C’est au XIXe siècle que le massage retrouve une véritable popularité, avec la naissance du massage suédois (dont l’invention revient à… un Néerlandais !). Bien connue du grand public, elle consiste en une manipulation du corps par pétrissage, friction ou percussion, parmi d’autres techniques. Le regain d’intérêt pour des pratiques venues d’autres sphères culturelles a contribué par la suite à ce que toute une gamme de méthodes soient aujourd’hui proposées en Europe.
La touche japonaise
La médecine traditionnelle japonaise a sa propre technique de massage : le shiatsu, issu du massage traditionnel japonais ancestral, l'anma. Il s’agit plus exactement d’une forme d'acupression, où l'on utilise surtout les pouces, mais aussi, selon les Écoles, la paume ou le coude pour palper et appuyer, souvent profondément. Les sensations peuvent être fortes, ceux qui viennent au cabinet peuvent en témoigner !
Le shiatsu va avoir une action antalgique par la régulation du système nerveux autonome, la tension musculaire diminue et laisse place à un état de détente, la circulation sanguine et lymphatique s'améliore. La personne qui reçoit le soin reste par ailleurs habillée pendant la séance, contrairement à un grand nombre d'autres formes de massage qui se font directement sur la peau.
Le shiatsu n'est pas la seule technique japonaise qui nécessite une grande sensibilité du toucher. La finesse de la palpation est la principale caractéristique de la médecine traditionnelle japonaise (MTJ). Primordiale, cette capacité à ressentir par le simple contact les variations ou tensions du corps est le socle des différentes disciplines de santé développées dans le pays depuis le VIe siècle.
La palpation et la qualité du toucher sont au cœur de la moxibustion japonaise, par exemple. Cette technique, longtemps prédominante pour la santé au Japon, utilise la chaleur de la combustion de l'armoise. Elle nécessite que le praticien soit dans une écoute fine et sensible du corps pour trouver les points précis où poser le cône d'armoise. Là encore, c'est la palpation qui dirige le travail.

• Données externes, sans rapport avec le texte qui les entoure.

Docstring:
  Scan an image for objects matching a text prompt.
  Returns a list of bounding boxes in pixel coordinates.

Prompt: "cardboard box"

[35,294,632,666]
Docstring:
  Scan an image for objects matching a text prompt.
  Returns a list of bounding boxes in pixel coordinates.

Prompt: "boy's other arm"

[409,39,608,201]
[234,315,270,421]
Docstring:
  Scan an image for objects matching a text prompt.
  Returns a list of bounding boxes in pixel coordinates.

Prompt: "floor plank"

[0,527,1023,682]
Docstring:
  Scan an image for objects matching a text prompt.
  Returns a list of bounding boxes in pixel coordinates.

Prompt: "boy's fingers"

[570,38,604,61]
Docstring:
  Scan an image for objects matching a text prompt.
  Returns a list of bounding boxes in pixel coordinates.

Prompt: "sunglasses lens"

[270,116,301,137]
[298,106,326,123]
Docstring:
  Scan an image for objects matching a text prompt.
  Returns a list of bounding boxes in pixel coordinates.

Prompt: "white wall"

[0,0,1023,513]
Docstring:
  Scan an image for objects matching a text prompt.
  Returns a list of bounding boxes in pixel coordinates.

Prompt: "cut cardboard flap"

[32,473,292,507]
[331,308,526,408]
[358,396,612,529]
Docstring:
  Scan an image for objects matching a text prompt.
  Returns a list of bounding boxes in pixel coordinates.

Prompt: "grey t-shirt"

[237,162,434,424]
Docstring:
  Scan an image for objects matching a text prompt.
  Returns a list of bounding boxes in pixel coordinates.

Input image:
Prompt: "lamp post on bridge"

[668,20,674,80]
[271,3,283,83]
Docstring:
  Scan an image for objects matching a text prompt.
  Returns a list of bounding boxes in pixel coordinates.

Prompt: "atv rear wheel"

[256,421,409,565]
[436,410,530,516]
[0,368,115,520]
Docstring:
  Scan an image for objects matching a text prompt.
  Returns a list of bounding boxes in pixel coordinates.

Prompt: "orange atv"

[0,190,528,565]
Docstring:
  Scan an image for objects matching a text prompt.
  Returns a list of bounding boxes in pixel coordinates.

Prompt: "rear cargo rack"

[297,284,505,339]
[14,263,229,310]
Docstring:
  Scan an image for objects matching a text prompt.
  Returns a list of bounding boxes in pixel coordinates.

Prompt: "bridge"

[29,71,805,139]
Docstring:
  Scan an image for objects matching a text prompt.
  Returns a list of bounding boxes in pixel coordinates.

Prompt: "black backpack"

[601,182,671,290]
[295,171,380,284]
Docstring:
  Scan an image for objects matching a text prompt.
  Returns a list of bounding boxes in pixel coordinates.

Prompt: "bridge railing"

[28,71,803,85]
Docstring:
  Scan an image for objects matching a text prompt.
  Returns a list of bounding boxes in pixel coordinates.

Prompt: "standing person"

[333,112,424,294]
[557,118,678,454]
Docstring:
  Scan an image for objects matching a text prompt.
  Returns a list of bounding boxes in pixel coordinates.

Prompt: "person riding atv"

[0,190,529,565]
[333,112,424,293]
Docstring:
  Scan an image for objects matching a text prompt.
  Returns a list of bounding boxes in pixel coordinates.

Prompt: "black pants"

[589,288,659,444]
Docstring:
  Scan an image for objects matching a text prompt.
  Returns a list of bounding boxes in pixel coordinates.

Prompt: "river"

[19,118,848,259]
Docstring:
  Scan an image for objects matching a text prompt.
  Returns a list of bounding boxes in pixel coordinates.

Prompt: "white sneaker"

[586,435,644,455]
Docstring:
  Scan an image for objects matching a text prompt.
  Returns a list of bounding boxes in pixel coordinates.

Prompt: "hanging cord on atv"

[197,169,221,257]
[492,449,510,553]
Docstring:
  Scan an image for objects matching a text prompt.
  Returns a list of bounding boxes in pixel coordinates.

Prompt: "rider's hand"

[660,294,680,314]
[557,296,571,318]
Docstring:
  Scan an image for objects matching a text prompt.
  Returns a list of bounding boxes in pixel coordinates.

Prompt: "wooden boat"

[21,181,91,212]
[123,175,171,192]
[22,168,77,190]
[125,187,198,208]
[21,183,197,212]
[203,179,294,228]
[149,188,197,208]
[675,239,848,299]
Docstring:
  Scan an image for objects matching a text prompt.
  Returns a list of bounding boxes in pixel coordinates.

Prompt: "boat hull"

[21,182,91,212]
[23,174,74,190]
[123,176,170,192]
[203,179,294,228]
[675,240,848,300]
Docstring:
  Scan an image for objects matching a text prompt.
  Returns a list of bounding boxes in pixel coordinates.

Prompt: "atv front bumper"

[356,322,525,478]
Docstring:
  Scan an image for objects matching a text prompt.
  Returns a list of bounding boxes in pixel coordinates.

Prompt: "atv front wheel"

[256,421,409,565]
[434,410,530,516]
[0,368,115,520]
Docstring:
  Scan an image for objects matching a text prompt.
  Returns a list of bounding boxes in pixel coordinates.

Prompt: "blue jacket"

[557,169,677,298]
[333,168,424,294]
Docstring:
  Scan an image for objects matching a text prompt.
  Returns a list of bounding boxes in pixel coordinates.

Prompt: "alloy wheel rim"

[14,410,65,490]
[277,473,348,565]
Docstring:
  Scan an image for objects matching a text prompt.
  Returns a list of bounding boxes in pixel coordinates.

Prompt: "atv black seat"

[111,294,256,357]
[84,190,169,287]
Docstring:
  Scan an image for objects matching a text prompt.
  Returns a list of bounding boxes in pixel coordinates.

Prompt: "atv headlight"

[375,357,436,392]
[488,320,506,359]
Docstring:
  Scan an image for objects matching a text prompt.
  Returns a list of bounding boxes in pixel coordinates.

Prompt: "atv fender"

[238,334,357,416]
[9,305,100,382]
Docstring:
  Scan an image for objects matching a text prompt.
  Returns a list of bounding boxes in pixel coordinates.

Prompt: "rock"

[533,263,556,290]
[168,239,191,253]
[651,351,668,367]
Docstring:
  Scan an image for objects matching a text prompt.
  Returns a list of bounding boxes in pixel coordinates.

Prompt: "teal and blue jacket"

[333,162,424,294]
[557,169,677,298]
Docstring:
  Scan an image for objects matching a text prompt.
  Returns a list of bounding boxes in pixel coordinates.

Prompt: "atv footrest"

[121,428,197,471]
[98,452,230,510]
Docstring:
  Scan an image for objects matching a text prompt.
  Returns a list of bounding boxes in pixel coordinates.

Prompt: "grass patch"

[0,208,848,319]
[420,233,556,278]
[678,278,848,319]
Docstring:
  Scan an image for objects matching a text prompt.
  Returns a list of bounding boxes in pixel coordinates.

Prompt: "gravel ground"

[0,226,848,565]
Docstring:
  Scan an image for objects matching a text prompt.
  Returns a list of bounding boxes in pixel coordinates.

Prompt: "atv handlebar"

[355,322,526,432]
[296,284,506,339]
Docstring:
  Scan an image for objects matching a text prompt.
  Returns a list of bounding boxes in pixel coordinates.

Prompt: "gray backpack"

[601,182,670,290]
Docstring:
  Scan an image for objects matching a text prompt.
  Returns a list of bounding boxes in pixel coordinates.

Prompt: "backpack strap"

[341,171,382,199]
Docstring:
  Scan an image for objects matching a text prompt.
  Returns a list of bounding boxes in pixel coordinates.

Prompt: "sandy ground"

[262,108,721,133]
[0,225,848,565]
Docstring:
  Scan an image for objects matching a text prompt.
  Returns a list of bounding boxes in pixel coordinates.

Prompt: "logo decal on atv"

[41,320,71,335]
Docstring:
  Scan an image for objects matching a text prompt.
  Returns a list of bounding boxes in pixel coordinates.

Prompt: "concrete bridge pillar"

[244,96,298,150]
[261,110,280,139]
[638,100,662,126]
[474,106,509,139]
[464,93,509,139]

D'autres techniques utilisent toute une série d’outils - tige à tête ronde, petits “râteaux“, cônes, aiguilles de contact ou invasives, etc.… Ils servent à stimuler des zones du corps ou des points de différentes manières. Mais toujours, la main vient au contact pour constater, ressentir les changements qui se produisent au fur et à mesure de la séance et adapter le travail. Les modifications sont perceptibles très vite pour le praticien et le client.
D'autres “outils“ que les mains peuvent intervenir dans le massage. Le sokuatsu, massage japonais avec les pieds, est aussi une histoire de toucher, certes moins habituel qu'avec les mains, mais tout aussi sensible. Complémentaire du shiatsu, sa puissance est très intéressante pour agir sur des problèmes circulatoires et lymphatiques, pour défatiguer le corps, relâcher les fascias et permet par exemple de travailler notamment sur des sportifs en préparation et/ou récupération. Je vous propose aussi depuis quelques semaines cette technique dans mon cabinet.
Avant tout, il faut garder à l'esprit que le toucher est au cœur du travail des practicien·nes. Développer la sensibilité est nécessaire pour déterminer comment la séance doit être menée. Autrement dit, c’est en touchant le corps - en découvrant ses raideurs et indurations, ses vides, la chaleur ou le froid qu'il dégage - que l’on peut comprendre ce qu’il faut faire.
Loin d’être un simple complément de la vue, le toucher est un sens primordial, vital et essentiel aux humains.